TCTA testified against a proposal being considered by the State Board for Educator Certification at its Dec. 8, 2023, meeting to require special education teachers teaching content to take an additional content certification test.
The Texas Education Agency recently determined that a long-standing rule allowing special education teachers teaching content to demonstrate competency via HOUSSE was no longer allowed under federal law. The current rule provides that “If an individual is providing content instruction in a special education classroom setting, a valid certificate that matches the subject and grade level of the assignment is also required, or the individual must demonstrate competency through the state's 2010 and 2011 high objective uniform State standard of evaluation (HOUSSE) for elementary and secondary special education teachers.”
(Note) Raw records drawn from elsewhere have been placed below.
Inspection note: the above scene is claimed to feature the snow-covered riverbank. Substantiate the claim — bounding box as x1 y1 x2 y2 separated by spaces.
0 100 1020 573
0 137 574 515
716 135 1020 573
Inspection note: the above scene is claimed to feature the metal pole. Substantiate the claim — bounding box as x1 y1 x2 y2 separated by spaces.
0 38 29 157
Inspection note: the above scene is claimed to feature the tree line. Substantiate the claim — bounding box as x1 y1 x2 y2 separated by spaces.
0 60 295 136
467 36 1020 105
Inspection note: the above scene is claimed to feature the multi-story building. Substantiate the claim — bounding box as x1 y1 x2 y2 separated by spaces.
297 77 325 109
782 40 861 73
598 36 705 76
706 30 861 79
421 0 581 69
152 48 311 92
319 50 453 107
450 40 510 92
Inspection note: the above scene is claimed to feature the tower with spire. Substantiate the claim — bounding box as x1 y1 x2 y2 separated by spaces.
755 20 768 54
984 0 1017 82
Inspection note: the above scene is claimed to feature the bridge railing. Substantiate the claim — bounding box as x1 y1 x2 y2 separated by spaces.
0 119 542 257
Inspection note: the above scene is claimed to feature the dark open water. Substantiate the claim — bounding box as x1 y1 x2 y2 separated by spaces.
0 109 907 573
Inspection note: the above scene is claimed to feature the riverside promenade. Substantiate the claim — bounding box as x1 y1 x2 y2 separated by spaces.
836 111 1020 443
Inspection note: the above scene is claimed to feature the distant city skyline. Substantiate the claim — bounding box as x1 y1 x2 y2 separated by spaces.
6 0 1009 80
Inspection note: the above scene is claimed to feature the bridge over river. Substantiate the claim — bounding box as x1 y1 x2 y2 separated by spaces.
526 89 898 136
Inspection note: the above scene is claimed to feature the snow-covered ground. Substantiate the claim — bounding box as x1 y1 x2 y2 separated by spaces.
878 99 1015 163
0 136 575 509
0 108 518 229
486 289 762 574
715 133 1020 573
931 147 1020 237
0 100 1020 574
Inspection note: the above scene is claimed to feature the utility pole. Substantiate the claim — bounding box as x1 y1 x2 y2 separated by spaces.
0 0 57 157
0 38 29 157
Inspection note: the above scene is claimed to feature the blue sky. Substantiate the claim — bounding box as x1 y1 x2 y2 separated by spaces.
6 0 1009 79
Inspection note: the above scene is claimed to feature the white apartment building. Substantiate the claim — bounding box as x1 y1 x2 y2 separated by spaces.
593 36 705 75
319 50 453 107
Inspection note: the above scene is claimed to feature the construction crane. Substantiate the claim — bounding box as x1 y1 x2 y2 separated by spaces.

TCTA participated in several stakeholder meetings held by TEA about how to address the situation. TCTA urged that TEA allow as much flexibility as possible for new special education teachers, grandfather current special education teachers, and provide specificity to the field about exactly what types of instructional settings any new requirements would apply to. For example, new requirements should not apply if a special education teacher provides reinforcement of the core academic instruction (e.g., via management of a Content Mastery Center) to students with disabilities whose core academic subject areas are taught by a highly qualified general education teacher.
Although TEA’s proposal is still evolving, information presented to SBEC at its Dec. 8 meeting distinguishes among the requirements based on whether a special education teacher is teaching content on grade level or only teaching pre-requisite skills, and whether the teacher is at the elementary or secondary level.
TCTA testified that under current SBEC rules, ALL certified special education teachers could demonstrate competency via HOUSSE, a part of which includes college coursework in the core academic subject area or closely related field, so, at a minimum, that option should be available to ALL special education teachers, regardless of which grade level or whether teaching on grade level. TCTA also testified that the option of either passing the applicable PACT exam OR having college coursework in the applicable content area or closely related field should be available to ALL special education teachers.
TCTA pointed out that differentiating requirements between all the different grade levels was overly complicated and much more restrictive than the current rule. In addition, TEA defined “secondary level” more narrowly (grades 9-12) under the proposal than it has traditionally done (grades 6-12), thereby limiting the most flexibility to only a very narrow situation.
TCTA warned that with the current shortage of special education certified teachers, adding an additional hurdle to educators who have already fulfilled all the requirements to become special education certified was extremely short-sighted and would likely drive some of these educators out of the profession or discourage potential educators from considering pursuing special education certification. TCTA argued that at a minimum, existing special education teachers should be grandfathered from any additional requirements.
In response to TCTA’s testimony and others, SBEC members expressed an interest in retaining many of the components of HOUSSE for special education teachers, including college coursework, professional development and years of experience in the subject taught as a way for these teachers to demonstrate subject competency.
Additionally, the board expressed particular interest in developing a standard of subject matter competency that would be workable for certified special education teachers teaching pre-requisite skills while at the same time meeting the federal standard of ensuring that special education students are able to access grade level content.
Given this direction from the board, TEA staff indicated that they would meet again with stakeholders to make another attempt to come up with a standard for special education teachers to meet, with plans to bring back a revised proposal to SBEC for discussion at its February 2024 meeting.
TCTA plans to continue to be involved as a stakeholder in helping to develop a new proposal that balances any new requirements with the realities of the current circumstances for our special education teacher members.